Some seniors may also experience income tax hikes this year – particularly those who rely on investment income.  Taxpayers with total incomes (wages and investments) greater than $200,000 for individuals or $250,000 for joint filers will face a new 3.8 percent surtax on investment income.  The Senior Citizens League fears that this new tax will disproportionately affect seniors at a time when they are struggling to keep up with rising costs.  According to the Tax Foundation, reliance on investment income tends to increase with age, and 36 percent of taxpayers with dividend income and 38 percent with capital gains income are seniors.

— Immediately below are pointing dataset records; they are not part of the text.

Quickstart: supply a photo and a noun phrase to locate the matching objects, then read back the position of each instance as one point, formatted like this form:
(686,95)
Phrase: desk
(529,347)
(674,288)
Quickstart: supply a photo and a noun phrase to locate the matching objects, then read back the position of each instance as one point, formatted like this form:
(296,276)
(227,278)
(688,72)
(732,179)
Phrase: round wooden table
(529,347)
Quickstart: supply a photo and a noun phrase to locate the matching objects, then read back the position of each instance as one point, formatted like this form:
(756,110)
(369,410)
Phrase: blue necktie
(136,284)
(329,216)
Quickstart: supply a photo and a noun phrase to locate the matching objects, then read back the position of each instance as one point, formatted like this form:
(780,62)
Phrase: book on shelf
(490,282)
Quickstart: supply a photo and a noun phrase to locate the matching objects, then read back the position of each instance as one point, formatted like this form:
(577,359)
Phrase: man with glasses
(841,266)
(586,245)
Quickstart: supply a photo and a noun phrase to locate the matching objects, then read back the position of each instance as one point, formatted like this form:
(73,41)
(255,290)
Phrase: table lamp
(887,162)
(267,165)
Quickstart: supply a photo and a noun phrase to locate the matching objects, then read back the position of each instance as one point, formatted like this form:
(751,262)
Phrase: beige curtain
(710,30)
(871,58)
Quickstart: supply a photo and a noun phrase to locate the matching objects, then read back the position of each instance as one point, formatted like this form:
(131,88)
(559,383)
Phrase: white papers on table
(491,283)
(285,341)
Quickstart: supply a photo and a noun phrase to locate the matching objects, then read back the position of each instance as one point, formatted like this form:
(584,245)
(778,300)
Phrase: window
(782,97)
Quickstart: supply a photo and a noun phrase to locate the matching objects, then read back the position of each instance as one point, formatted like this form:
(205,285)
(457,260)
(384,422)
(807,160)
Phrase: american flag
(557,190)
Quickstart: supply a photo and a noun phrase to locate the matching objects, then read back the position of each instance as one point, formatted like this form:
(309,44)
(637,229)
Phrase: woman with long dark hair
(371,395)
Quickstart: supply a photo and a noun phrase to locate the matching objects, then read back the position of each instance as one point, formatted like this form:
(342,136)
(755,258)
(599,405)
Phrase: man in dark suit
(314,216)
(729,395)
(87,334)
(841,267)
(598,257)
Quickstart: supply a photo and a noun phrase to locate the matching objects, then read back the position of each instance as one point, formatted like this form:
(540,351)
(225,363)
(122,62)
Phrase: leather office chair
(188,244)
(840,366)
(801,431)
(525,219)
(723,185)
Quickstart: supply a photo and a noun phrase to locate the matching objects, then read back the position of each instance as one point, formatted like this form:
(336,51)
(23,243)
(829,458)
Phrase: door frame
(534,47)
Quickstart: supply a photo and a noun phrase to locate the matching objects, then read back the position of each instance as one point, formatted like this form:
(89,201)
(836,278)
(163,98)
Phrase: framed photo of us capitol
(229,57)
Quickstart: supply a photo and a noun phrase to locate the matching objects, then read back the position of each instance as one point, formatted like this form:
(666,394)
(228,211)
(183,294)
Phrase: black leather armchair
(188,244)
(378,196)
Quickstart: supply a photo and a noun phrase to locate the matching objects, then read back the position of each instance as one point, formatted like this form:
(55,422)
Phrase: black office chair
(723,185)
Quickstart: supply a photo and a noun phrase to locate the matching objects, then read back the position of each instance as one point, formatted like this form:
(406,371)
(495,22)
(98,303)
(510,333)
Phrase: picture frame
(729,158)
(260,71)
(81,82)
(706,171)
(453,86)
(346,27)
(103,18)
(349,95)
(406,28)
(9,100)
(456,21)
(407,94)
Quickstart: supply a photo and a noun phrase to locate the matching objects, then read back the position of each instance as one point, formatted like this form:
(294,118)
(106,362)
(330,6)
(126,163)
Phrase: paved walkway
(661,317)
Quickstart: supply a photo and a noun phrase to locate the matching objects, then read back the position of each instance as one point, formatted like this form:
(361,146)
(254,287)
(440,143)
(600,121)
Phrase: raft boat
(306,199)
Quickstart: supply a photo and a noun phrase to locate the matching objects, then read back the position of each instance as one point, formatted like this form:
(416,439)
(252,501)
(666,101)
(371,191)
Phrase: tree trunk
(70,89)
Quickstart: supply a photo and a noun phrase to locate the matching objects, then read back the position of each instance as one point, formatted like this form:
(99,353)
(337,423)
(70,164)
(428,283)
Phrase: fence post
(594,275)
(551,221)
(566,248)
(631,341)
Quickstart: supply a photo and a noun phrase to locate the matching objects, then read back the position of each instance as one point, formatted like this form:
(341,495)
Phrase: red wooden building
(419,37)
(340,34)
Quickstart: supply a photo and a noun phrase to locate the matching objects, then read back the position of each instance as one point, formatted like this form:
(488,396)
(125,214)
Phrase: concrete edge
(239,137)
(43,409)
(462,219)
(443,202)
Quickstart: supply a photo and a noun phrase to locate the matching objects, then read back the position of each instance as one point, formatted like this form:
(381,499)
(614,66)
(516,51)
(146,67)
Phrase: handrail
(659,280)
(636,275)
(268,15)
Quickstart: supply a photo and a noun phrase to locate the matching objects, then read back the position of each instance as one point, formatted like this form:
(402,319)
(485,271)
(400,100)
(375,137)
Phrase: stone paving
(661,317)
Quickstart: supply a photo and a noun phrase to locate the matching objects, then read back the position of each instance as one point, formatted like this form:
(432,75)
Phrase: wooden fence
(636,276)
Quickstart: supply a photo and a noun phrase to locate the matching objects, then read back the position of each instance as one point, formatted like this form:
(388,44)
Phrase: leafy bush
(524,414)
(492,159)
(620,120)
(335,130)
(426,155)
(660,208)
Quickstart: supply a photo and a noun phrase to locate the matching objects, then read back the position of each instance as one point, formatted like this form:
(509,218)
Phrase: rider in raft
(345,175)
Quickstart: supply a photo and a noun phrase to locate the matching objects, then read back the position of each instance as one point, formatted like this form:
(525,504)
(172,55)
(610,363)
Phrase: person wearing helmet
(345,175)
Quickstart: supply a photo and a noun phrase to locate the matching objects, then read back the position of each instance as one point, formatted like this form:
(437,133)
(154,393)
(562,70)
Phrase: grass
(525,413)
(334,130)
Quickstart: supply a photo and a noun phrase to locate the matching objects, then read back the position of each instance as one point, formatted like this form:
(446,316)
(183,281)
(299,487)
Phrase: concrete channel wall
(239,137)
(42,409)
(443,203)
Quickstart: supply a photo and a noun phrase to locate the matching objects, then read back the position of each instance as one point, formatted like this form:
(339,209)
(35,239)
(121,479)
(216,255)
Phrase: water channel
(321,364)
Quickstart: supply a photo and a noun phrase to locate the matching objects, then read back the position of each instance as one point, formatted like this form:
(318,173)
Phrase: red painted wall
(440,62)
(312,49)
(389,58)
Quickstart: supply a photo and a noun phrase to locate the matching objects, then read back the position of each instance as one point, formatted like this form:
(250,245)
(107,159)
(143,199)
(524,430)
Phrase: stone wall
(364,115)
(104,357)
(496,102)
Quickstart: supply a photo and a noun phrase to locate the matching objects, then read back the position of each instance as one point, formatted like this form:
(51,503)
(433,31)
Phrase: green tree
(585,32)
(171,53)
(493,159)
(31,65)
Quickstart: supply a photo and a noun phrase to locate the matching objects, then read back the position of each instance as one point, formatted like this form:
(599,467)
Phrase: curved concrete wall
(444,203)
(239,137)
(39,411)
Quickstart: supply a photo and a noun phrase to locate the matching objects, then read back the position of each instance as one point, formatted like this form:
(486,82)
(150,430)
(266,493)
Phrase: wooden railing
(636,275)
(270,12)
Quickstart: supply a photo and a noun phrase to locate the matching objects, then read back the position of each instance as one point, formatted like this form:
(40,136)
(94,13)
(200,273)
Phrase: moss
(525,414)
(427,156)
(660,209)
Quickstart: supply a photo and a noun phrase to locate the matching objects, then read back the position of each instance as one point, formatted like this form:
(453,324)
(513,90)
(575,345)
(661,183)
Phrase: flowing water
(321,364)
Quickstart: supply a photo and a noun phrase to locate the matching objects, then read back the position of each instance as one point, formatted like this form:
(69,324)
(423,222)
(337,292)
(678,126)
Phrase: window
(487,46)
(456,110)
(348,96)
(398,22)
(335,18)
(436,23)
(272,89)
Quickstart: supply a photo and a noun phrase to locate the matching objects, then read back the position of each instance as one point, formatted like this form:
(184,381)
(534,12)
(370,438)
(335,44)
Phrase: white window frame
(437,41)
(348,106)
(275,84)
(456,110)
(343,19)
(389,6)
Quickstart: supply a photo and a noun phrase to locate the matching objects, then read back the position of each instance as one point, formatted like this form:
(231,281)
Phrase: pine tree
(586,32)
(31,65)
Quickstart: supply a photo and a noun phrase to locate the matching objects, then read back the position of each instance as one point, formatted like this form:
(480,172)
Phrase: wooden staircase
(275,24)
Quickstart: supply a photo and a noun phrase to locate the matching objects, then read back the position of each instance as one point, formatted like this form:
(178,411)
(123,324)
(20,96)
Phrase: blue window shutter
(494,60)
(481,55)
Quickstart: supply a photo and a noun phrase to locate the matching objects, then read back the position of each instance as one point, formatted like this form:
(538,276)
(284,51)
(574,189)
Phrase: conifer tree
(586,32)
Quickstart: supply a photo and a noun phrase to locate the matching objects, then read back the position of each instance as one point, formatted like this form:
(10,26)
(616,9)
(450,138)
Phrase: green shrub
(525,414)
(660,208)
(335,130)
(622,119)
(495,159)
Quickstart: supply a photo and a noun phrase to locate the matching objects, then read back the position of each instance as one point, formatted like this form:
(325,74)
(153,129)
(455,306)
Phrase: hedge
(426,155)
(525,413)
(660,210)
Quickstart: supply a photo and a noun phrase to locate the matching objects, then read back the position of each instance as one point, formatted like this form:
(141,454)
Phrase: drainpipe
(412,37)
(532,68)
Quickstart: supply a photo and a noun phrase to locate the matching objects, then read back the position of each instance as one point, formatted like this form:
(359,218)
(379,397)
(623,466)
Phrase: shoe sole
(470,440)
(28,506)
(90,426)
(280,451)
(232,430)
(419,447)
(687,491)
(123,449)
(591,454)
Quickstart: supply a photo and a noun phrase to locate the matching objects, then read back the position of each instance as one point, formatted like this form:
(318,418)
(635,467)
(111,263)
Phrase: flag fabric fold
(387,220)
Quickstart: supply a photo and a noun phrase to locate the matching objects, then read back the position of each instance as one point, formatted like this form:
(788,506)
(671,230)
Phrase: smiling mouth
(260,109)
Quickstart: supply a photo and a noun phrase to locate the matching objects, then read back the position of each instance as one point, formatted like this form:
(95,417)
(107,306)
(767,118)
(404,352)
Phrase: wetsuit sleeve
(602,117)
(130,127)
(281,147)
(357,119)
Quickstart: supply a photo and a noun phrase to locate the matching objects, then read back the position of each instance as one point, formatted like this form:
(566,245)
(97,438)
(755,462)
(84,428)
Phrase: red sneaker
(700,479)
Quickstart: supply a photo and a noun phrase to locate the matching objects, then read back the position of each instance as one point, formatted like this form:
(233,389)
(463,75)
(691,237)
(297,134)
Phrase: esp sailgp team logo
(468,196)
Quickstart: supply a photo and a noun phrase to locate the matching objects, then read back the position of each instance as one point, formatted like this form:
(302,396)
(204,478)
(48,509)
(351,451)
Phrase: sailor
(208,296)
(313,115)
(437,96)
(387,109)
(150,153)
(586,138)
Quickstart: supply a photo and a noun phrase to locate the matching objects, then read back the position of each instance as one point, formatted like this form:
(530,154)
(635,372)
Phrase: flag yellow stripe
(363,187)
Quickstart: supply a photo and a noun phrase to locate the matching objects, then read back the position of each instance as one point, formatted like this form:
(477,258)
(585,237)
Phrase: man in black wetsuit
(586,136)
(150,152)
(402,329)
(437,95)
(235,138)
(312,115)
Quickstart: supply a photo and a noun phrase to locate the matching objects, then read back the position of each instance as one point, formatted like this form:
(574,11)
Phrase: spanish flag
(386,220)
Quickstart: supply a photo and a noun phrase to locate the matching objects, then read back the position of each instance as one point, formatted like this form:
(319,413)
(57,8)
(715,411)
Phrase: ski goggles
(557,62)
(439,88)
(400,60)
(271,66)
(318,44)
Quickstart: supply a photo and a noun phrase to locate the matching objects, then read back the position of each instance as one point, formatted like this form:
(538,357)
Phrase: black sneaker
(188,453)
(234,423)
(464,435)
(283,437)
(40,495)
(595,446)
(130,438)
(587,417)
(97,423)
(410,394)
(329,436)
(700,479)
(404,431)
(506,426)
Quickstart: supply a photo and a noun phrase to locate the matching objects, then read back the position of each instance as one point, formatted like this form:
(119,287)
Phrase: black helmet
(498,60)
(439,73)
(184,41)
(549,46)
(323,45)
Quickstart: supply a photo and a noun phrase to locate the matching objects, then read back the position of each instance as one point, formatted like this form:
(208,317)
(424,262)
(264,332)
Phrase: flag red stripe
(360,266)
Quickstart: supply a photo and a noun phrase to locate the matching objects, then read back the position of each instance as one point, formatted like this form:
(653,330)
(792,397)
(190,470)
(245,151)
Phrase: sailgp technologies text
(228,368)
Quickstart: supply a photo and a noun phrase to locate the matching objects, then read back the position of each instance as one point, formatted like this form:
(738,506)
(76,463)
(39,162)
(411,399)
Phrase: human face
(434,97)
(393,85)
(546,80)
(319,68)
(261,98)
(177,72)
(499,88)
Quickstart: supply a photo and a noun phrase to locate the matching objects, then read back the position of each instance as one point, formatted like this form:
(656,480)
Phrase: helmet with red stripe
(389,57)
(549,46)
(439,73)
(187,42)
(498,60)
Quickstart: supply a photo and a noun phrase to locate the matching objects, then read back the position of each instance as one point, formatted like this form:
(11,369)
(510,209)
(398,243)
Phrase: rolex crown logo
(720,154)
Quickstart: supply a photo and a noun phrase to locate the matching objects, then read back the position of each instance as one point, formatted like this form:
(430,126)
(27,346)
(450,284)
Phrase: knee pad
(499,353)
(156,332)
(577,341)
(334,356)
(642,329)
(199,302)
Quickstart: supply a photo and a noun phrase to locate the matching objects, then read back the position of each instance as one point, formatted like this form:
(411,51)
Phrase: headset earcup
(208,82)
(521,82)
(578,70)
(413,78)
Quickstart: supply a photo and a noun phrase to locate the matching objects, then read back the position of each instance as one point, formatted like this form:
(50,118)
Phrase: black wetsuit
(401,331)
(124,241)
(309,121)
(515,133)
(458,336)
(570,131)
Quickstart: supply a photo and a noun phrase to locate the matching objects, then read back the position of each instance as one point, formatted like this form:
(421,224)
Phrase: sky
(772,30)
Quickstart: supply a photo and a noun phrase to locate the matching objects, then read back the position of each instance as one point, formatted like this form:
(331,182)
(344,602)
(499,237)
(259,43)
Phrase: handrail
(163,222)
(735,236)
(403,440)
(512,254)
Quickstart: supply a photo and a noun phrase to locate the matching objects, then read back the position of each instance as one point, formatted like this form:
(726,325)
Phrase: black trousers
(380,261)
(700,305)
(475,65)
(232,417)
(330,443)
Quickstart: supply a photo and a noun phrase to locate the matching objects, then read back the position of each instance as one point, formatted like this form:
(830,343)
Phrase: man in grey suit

Changes to Medicare and the tax code this year will affect some seniors positively, but many more seniors negatively.  Those who fall into the donut hole will receive some much-needed relief from the federal government, while young retirees with high medical bills and those who rely heavily on investment income may be hit with tax increases.  The Senior Citizens League will continue to closely monitor the implementation of the Affordable Care Act, and will post updates on our website.  To learn more about these and other issues affecting seniors, visit SeniorsLeague.org.

 

Sources: "Medicare Beneficiary Savings and the Affordable Care Act," Department of Health and Human Services, February 2012. "Reliance on Capital Gains and Dividend Income Tends to Rise with Age," Tax Foundation, December 2005.